In assessing 2026 rulemakings that include an EO 14192 determination, there have been 20 “deregulatory” rules with combined total savings of $1.1 trillion against one “regulatory” rule that involves roughly $70 million in costs. Adding that to the total agencies produced during 2025 (at least from rules that had a clear “regulatory” or “deregulatory” designation), the Trump Administration has enacted $1.2 trillion in total cost reductions thus far under the auspices of EO 14192. Rules for which agencies have claimed one of the EO’s exemptions have accounted for an additional $372 million in costs so far in 2026.

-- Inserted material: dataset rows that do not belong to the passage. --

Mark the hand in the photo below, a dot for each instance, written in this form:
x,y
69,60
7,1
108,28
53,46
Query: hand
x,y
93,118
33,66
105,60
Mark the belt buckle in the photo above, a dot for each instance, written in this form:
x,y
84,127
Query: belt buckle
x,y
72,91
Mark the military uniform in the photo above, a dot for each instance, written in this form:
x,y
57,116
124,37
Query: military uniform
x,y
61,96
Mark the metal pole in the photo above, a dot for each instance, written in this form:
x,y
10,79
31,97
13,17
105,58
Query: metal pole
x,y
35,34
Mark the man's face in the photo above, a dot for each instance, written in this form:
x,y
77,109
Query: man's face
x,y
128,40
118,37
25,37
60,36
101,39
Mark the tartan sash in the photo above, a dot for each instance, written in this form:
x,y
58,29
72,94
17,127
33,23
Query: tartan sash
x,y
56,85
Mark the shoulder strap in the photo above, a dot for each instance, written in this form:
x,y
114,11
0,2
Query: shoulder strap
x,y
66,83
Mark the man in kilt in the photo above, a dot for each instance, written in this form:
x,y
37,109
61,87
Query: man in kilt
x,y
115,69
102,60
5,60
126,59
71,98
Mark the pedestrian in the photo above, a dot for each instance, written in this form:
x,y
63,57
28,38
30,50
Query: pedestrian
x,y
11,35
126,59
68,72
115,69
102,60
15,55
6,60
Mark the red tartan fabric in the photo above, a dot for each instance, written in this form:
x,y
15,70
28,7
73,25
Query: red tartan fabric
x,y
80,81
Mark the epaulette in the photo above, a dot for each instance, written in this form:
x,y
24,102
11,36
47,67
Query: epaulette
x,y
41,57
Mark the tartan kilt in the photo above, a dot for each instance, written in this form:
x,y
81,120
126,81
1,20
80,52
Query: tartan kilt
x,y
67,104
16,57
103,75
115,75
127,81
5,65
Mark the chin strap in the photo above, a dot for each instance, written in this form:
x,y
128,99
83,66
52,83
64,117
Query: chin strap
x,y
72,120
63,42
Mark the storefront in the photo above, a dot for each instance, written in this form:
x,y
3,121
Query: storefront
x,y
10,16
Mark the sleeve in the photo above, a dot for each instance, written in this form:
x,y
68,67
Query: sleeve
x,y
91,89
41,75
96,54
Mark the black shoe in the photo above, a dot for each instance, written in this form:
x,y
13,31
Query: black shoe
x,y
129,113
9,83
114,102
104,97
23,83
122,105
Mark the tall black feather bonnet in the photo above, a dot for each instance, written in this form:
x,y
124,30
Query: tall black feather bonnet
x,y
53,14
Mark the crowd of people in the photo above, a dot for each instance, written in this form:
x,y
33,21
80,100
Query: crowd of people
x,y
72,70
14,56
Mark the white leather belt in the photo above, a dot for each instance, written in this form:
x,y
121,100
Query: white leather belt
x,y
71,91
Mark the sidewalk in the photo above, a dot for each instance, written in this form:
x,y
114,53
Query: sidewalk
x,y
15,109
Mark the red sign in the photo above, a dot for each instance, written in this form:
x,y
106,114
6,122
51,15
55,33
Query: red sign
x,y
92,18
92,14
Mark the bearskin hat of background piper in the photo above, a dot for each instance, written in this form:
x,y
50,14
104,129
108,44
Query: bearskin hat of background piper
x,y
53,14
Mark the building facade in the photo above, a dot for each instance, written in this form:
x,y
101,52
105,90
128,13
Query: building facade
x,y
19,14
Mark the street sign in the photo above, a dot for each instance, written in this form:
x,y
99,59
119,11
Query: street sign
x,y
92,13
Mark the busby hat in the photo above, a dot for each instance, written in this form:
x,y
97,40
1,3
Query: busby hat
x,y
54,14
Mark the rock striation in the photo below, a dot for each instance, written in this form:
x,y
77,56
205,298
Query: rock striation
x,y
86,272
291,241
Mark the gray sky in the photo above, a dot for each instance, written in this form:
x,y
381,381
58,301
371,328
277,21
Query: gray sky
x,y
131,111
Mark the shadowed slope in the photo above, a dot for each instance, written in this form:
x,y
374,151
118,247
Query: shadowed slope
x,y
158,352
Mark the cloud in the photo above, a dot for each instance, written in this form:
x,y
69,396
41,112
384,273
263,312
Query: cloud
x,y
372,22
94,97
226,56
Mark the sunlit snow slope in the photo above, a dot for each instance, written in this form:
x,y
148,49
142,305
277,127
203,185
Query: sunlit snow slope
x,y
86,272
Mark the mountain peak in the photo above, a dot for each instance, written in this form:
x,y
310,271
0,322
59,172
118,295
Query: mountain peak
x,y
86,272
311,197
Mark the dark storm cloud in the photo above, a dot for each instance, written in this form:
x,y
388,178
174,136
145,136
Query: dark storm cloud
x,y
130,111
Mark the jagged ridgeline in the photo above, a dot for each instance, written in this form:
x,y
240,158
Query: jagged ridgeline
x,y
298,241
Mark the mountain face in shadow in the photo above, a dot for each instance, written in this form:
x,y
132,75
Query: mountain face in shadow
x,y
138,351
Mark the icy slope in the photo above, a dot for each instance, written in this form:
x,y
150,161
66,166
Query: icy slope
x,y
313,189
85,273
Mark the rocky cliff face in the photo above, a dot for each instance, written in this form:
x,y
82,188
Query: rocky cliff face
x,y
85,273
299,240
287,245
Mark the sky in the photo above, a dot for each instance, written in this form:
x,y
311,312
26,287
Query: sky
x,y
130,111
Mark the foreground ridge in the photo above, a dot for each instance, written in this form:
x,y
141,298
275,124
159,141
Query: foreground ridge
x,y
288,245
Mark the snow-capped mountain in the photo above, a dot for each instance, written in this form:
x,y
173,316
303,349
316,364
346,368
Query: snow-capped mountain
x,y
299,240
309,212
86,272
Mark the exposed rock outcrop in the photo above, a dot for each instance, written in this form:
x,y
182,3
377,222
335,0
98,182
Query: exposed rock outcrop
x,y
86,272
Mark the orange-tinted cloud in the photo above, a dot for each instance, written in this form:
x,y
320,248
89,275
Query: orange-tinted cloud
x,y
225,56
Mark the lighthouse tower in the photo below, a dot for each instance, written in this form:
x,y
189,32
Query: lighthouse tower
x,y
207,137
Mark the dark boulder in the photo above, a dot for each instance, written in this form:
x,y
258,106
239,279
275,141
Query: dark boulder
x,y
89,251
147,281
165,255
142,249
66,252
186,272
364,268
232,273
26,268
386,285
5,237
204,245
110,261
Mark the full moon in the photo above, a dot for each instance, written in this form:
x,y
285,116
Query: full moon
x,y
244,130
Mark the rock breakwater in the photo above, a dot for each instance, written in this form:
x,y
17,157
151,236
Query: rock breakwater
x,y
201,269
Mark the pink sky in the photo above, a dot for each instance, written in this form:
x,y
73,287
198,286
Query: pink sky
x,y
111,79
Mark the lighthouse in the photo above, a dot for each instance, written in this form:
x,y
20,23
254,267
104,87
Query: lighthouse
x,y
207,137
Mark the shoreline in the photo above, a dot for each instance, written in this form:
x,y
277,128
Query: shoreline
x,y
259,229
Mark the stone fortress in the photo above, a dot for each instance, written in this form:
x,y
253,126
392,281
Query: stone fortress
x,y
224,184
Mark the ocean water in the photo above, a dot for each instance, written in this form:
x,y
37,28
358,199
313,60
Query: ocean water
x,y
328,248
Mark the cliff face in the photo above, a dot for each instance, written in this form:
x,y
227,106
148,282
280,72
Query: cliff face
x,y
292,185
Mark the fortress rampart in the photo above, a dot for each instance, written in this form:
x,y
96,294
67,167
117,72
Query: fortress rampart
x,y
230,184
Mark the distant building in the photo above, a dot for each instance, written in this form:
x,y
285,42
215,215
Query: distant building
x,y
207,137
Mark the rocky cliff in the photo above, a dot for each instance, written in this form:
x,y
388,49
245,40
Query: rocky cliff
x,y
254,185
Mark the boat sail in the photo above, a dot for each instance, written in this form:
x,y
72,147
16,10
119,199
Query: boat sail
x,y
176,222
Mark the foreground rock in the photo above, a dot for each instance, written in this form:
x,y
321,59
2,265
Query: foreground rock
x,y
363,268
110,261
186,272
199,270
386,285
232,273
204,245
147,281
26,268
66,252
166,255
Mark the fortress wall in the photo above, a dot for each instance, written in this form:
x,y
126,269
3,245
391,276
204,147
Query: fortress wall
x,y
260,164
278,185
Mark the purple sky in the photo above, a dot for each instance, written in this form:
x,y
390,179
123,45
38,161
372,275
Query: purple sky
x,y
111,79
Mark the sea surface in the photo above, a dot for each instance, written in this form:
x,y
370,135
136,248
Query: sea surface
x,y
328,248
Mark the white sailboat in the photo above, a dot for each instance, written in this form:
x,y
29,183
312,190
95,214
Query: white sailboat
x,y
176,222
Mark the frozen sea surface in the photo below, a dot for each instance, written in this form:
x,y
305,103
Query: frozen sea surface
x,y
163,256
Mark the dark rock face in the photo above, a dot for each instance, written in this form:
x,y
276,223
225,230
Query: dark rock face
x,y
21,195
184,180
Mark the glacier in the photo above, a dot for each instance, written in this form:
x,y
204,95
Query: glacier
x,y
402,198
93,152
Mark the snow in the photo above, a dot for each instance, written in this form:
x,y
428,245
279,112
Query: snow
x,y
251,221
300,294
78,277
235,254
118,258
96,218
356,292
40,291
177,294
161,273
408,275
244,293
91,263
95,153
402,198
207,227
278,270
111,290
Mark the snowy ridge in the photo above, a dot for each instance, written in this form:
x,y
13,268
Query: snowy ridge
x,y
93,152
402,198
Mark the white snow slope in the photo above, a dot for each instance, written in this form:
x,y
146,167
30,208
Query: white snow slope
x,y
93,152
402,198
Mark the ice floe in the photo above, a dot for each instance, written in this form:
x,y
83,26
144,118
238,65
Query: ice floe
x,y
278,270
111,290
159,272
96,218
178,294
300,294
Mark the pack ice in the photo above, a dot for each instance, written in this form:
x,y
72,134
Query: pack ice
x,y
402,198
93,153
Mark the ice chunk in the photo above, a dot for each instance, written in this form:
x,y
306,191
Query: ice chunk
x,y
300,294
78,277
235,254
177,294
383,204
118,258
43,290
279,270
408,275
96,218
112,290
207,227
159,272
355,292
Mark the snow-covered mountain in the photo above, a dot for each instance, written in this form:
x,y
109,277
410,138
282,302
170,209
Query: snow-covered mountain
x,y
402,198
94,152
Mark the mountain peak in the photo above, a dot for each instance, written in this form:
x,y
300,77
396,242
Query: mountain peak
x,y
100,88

CONGRESSIONAL REVIEW ACT (CRA)

There were no developments of any note on the CRA front. The American Action Forum (AAF) CRA tracker provides a full survey of activity under the law thus far into this term. As of today, members of the 119th Congress have introduced CRA resolutions of disapproval addressing 74 “rules” across the Biden and Trump Administrations that collectively involve $135.7 billion in estimated compliance costs. Of these, 22 have been passed into law, repealing a series of Biden Administration rules that had a combined $3 billion in associated compliance costs. The Trump Administration estimates that the repeal of this rule yields an additional $936 million in savings. While the main window of CRA action has largely passed, there are still outstanding resolutions that could move legislatively. AAF will continue to monitor and update such developments as appropriate.

TOTAL BURDENS

Since the start of 2026, the federal government has published $953.8 billion in total regulatory net cost savings (with $1.1 trillion in reductions from finalized rules) and 28.6 million hours of net annual paperwork increases (with 1.4 million hours in reductions coming from final rules).